Individuals with schizophrenia experience physical illnesses that reduce their life expectancy compared to the general population, for example diabetes mellitus, hypertension and obesity. These illnesses are associated with unhealthy lifestyles and medications for treating schizophrenia such as clozapine which is an oral antipsychotic. It is crucial to help clients taking clozapine to address their diet and physical activity because this medication is associated with weight gain and other health problems. Motivational Interviewing (MI) is a counselling method shown to be effective for improving health-related behaviours. Although MI has been applied to people living with schizophrenia, there are few studies using MI to help individuals taking clozapine manage lifestyle behaviours.

Aims and Objectives

The aim of this thesis was to investigate the feasibility, usefulness, and staff and clients’ acceptability of an MI intervention designed to improve dietary habits and physical activity patterns of service users attending a community clozapine monitoring clinic.

Methods/Design

A mixed methods design was used, underpinned by the Promoting Action on Research Implementation in Health Sciences (PARIHS) framework.

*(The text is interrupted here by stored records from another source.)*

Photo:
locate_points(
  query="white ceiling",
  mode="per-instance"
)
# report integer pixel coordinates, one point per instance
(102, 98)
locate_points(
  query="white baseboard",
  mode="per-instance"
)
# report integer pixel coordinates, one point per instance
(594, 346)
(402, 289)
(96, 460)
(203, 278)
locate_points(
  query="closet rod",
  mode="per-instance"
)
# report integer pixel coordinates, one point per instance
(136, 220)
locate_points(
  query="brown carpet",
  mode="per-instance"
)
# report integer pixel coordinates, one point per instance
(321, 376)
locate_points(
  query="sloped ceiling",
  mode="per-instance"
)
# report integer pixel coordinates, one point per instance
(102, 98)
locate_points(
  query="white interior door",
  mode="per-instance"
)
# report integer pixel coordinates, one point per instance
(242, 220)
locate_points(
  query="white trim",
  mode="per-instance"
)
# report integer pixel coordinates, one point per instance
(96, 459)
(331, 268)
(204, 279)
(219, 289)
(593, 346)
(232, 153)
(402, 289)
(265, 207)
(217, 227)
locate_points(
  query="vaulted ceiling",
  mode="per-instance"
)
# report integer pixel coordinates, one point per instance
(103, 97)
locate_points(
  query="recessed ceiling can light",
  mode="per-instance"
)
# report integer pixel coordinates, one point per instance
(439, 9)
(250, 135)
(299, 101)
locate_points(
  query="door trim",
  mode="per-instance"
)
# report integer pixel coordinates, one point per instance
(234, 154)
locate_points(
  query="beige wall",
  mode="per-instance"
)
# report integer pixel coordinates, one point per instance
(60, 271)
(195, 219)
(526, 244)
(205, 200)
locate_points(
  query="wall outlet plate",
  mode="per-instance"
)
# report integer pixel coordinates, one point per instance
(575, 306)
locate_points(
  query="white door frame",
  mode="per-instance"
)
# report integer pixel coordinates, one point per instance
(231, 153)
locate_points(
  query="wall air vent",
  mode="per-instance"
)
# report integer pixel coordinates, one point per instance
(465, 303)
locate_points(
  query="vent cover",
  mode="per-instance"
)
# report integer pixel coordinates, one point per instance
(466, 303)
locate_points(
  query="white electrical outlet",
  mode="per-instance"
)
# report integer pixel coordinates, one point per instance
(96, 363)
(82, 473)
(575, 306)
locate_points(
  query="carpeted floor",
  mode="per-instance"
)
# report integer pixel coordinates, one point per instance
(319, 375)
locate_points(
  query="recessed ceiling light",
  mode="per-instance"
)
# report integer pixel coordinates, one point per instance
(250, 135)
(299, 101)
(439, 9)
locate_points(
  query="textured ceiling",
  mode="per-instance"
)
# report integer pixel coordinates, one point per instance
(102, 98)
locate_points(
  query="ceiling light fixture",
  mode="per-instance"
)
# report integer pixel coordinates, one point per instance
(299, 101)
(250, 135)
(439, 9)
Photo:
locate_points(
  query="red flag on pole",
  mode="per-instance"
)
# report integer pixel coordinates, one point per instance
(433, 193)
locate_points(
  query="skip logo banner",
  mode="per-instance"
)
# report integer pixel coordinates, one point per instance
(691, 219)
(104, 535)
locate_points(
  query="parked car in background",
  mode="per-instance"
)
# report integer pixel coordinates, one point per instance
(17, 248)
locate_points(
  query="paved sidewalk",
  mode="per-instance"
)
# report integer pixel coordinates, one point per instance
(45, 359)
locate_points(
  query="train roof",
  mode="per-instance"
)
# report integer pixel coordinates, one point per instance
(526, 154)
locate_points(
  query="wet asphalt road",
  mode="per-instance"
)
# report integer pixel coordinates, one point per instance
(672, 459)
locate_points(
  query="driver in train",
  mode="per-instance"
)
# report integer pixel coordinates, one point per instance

A 20 week-long feasibility study with follow-up at 28 weeks was undertaken with 30 participants from a clozapine clinic. Participants were randomly allocated to usual care or MI intervention groups. Study outcomes were weight and self-reported diet (Fat and Fibre Barometer Questionnaire) and physical activity (International Physical Activity Questionnaire). These outcomes were assessed at baseline, endpoint (20 weeks) and follow-up (28 weeks). Semi-structured interviews were undertaken at endpoint and a Study Feedback Questionnaire at follow-up.

Results

In this feasibility study, a tailored MI intervention was observed to be useful and acceptable by staff and clients. Although this was not a definitive trial MI participants improved their diet and physical activity patterns. MI participants achieved greater weight reduction from baseline weight of 3.9kg at endpoint, compared with an increase of 1kg for the TAU group, and a reduction of 3.5kg at follow-up, compared to an increase of 1.6kg for the TAU group. The adjustments made to the design of the study and the MI intervention demonstrate the feasibility of undertaking future research in this area. Implementation data suggests that MI can be integrated within the clozapine clinic enabling people who use the clinic to make lifestyle improvements.

Conclusion

Findings are promising for the use of MI in this population and could inform a full randomised controlled trial. Indications are that MI can easily be incorporated into routine care.